Enhancing Computation Efficiency in Large Language Models through Weight and Activation Quantization
- URL: http://arxiv.org/abs/2311.05161v2
- Date: Thu, 18 Jul 2024 06:35:17 GMT
- Title: Enhancing Computation Efficiency in Large Language Models through Weight and Activation Quantization
- Authors: Janghwan Lee, Minsoo Kim, Seungcheol Baek, Seok Joong Hwang, Wonyong Sung, Jungwook Choi,
- Abstract summary: This paper focuses on post-training quantization (PTQ) in Large Language Models (LLMs)
We present two innovative techniques: activation-quantization-aware scaling (AQAS) and sequence-length-aware calibration (SLAC)
We demonstrate that our techniques significantly boost task accuracies to levels comparable with full-precision models.

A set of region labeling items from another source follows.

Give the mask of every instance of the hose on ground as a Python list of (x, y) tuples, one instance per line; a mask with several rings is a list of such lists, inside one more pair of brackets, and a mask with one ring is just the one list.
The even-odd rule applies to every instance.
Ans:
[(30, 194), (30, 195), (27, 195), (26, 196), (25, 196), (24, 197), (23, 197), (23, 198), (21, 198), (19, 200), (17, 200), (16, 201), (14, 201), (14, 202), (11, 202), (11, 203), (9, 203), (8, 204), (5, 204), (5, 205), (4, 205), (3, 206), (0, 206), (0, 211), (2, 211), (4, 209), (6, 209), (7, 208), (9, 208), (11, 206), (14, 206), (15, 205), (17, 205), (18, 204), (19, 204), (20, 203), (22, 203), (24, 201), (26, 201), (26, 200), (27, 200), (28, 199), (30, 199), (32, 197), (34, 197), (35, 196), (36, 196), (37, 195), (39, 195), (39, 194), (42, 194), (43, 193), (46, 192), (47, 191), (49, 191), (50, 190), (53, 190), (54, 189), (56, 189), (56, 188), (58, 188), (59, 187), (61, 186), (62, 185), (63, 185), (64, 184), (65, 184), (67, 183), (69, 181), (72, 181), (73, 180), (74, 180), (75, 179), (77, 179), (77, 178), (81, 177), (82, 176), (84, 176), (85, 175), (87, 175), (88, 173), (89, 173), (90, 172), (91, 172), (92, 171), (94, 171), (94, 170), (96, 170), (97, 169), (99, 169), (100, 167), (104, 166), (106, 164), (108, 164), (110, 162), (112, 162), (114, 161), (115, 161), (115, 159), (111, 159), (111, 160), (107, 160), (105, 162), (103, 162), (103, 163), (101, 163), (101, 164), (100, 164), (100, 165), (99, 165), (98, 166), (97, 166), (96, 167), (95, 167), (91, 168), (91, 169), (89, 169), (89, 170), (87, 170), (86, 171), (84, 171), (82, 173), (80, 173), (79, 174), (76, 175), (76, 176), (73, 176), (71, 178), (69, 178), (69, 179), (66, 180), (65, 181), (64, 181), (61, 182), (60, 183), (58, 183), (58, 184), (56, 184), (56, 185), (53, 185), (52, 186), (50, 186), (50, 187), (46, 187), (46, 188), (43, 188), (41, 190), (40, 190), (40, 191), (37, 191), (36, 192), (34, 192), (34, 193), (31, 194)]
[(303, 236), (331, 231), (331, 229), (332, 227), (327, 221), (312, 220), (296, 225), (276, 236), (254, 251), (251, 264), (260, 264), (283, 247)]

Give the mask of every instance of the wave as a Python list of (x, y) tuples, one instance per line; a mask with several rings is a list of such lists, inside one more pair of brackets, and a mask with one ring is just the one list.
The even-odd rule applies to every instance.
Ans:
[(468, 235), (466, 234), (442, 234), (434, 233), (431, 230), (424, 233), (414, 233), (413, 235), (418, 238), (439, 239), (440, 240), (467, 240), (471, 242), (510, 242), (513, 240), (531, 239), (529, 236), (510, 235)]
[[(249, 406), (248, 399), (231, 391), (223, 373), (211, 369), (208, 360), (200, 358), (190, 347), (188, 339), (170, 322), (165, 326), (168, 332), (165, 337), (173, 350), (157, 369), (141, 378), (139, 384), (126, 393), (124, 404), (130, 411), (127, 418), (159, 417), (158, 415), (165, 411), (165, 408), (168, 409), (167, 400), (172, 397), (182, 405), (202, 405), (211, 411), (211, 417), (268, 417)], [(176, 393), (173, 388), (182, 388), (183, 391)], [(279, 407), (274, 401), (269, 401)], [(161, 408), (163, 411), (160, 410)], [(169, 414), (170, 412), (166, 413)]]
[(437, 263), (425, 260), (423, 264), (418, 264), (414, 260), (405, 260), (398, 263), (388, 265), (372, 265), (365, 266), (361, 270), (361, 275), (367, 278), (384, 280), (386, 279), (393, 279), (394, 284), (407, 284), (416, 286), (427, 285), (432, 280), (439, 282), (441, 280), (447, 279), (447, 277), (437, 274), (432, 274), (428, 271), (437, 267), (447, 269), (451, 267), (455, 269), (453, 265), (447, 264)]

- Score: 12.655230451207956
- License: http://arxiv.org/licenses/nonexclusive-distrib/1.0/
- Abstract: Large Language Models (LLMs) are proficient in natural language processing tasks, but their deployment is often restricted by extensive parameter sizes and computational demands. This paper focuses on post-training quantization (PTQ) in LLMs, specifically 4-bit weight and 8-bit activation (W4A8) quantization, to enhance computational efficiency -- a topic less explored compared to weight-only quantization. We present two innovative techniques: activation-quantization-aware scaling (AQAS) and sequence-length-aware calibration (SLAC) to enhance PTQ by considering the combined effects on weights and activations and aligning calibration sequence lengths to target tasks. Moreover, we introduce dINT, a hybrid data format combining integer and denormal representations, to address the underflow issue in W4A8 quantization, where small values are rounded to zero. Through rigorous evaluations of LLMs, including OPT and LLaMA, we demonstrate that our techniques significantly boost task accuracies to levels comparable with full-precision models. By developing arithmetic units compatible with dINT, we further confirm that our methods yield a 2$\times$ hardware efficiency improvement compared to 8-bit integer MAC unit.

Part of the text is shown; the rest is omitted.